June 2018

Spiders - do they open your eyes?Spiders - do they open your eyes?

It has long been debated whether arachnophobia is something that's embedded into us as a species or whether we learn it from our culture. Research published by neuroscientist Stefanie Hoehl from the University of Vienna at the end of last year – which monitored pupillary dilation in six-month-old babies when shown images of spiders – suggests the former is to blame. It means the fear and disgust some of us feel when we encounter these critters could actually be a hangover from a survival instinct that evolved in ancient times. Whether true or not, it's a good study to quote when explaining why someone else needs to remove any eight-legged visitors from your home.

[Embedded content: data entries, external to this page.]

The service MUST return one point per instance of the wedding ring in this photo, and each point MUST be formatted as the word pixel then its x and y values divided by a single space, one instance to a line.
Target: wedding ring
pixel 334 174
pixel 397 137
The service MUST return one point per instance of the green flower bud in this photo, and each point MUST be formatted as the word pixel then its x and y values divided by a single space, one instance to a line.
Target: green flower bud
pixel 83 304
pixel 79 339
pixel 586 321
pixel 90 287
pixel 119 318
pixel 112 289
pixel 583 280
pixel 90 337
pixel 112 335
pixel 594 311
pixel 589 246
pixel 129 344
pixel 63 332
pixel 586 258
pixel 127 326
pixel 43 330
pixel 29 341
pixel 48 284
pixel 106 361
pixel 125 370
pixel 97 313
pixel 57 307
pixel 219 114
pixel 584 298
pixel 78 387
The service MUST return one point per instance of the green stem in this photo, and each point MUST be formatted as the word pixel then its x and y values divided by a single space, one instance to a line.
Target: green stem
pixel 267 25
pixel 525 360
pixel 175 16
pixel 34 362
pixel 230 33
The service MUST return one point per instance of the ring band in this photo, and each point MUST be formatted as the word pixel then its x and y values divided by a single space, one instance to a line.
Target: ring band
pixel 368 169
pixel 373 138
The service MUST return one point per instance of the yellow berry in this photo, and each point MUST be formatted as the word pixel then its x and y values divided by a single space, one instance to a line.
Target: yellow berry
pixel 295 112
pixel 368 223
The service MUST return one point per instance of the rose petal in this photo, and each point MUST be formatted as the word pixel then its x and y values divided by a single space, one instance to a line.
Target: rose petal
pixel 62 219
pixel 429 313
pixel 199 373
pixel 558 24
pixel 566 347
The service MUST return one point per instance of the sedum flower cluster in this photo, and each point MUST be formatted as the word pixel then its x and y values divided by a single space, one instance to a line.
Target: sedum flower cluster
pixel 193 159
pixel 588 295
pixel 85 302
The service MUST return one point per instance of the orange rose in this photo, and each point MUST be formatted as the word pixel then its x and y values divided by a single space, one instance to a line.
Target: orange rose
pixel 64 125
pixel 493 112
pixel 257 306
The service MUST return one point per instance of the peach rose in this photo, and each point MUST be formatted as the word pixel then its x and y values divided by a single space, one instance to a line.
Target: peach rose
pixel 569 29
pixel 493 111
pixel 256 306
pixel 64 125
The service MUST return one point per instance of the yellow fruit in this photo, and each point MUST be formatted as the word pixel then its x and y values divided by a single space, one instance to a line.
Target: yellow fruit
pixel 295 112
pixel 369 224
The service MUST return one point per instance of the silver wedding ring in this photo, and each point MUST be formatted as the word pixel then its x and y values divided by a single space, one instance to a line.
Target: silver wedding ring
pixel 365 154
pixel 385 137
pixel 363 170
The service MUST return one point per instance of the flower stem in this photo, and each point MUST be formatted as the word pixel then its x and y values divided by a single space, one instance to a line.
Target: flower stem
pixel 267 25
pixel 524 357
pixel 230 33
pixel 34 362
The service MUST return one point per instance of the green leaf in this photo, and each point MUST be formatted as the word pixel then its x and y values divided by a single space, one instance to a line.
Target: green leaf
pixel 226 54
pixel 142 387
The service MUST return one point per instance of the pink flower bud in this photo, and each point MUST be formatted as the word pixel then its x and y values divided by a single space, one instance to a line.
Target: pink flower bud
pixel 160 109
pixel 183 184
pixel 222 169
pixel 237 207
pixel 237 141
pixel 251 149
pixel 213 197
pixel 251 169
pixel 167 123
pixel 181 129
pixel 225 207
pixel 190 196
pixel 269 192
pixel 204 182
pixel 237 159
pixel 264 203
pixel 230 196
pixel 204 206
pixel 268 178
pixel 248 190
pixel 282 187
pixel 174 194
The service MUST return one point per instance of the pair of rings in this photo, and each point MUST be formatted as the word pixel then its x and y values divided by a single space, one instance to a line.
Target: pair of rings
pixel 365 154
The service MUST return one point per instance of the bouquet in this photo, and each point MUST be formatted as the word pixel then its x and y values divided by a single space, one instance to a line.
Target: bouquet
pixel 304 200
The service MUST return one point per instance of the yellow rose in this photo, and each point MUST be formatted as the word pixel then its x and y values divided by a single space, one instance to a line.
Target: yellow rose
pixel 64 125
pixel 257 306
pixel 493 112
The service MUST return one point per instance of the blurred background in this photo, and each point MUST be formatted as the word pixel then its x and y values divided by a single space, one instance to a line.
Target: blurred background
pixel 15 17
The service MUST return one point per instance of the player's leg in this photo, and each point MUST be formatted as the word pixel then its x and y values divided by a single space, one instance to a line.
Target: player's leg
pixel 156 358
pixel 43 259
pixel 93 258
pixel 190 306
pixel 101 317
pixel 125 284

The irrational fear of spiders can be distressing for those afflicted with the phobia (note to sufferers: turn these pages with caution). But while it's a widespread condition – affecting around 50% of women and 10% of men – it is by no means at the top of the charts when it comes to common phobias. That accolade goes to social phobia, and more specifically, glossophobia, a fear of public speaking, which impacts around 75% of the population.

I don't mind admitting my own aversion to public speaking and spiders (is it just me or does that invoke an uneasy image, addressing a room full of spiders?). And aside from a couple of weddings and the occasional eviction of an unwanted house guest, I have little to do with either: I'm grateful for the written word as my public communication tool of choice. But if, like those spider-viewing infants, arachnids cause your pupils to dilate, it may be time for some exposure therapy. You could start with images (again, turn these pages with caution) and progress to the real thing. And with over 100 types of spider discovered locally to date, Wanstead has plenty to choose from. Enough surely to open anyone's eyes.